Sunday, 21st August 2011
Simple sentence counts
I've started with some very basic analysis of the subtitle text. Firstly, the number of sentences per video for each of the different topics, which should give a rough measure of the relatively length of videos in each topic. This information is actually available here, but I've recalculated it to test my SRT (SubRip file format) parsing and sentence-splitting (not as easy as you might imagine if you want to avoid spliting decimal numbers).
Mean number of sentence per video
Below is a bar chart of the data created with my Python DrawSVG module (with a manually-added tooltip). Mouseover a bar to see which subject it represents. I drew the graph with a black background to mimic the Khan video style, but I couldn't bring myself to use garish colours.

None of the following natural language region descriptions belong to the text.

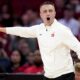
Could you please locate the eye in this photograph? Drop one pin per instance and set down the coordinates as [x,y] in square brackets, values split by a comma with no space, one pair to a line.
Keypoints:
[50,10]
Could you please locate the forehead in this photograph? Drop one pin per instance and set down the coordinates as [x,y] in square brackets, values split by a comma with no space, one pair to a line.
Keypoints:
[47,7]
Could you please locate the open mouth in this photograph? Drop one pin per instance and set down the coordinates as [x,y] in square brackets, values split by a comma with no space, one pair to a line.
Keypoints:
[48,18]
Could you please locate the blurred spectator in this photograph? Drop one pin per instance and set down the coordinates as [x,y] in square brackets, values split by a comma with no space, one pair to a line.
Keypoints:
[59,5]
[23,46]
[17,60]
[37,68]
[17,21]
[4,60]
[6,16]
[70,21]
[29,62]
[77,71]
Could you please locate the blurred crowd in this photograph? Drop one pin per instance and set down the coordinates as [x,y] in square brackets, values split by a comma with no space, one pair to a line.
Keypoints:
[22,55]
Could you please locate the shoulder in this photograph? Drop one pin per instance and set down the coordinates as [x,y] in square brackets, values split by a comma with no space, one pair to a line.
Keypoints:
[62,27]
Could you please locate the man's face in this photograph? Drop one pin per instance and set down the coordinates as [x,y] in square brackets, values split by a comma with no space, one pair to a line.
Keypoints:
[47,11]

I was initially quite surprised to see that Developmental Math - the first bar - is so much shorter than the others, but I've looked at the videos and they are all very short, generally answering a single, simple maths question. The top three subjects are Linear Algebra, Chemistry and Biology, which makes sense as they are all relatively advanced topics with long videos. It's a bit odd that Organic Chemisty has noticely fewer sentences and Arithmetic has a relatively high number of sentences per video. I should add some error bars so I can make better comparisons.

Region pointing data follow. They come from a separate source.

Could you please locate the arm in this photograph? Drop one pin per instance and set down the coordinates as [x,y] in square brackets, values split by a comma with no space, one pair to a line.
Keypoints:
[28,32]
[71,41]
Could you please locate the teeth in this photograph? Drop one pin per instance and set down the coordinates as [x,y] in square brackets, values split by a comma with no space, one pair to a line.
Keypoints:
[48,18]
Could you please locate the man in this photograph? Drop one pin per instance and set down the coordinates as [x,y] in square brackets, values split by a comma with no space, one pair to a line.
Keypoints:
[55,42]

Mean number of words per sentence
So sentences per video gives us a very rough measure of subject complexity, but perhaps more informative, is sentence length. Below is a chart of the mean number of words per sentence for each subject. For this analysis words such as "we're" are counted as a single word, but hyphenated words are counted as two words. The order of subjects is the same as in the graph above.
This shows us the, although Arithmetic tend to have many sentences per video (~155), the sentences tend to be quite short (<10 words per sentence). Conversely, geometry, has relatively few sentences per video (~115), the sentences tend to be quite long (~15 words per sentence). This give us a bit more insight into the different subjects, but doesn't really tell us anything interesting.
There are number of other numbers we could look at, such as the number of words per subject, but I'm not sure how useful that is (if you want the answer multiple the values from the previous graphs). However, I have counted the total number of words in all subtitles and found 1,865,687, which will be useful for later analyses.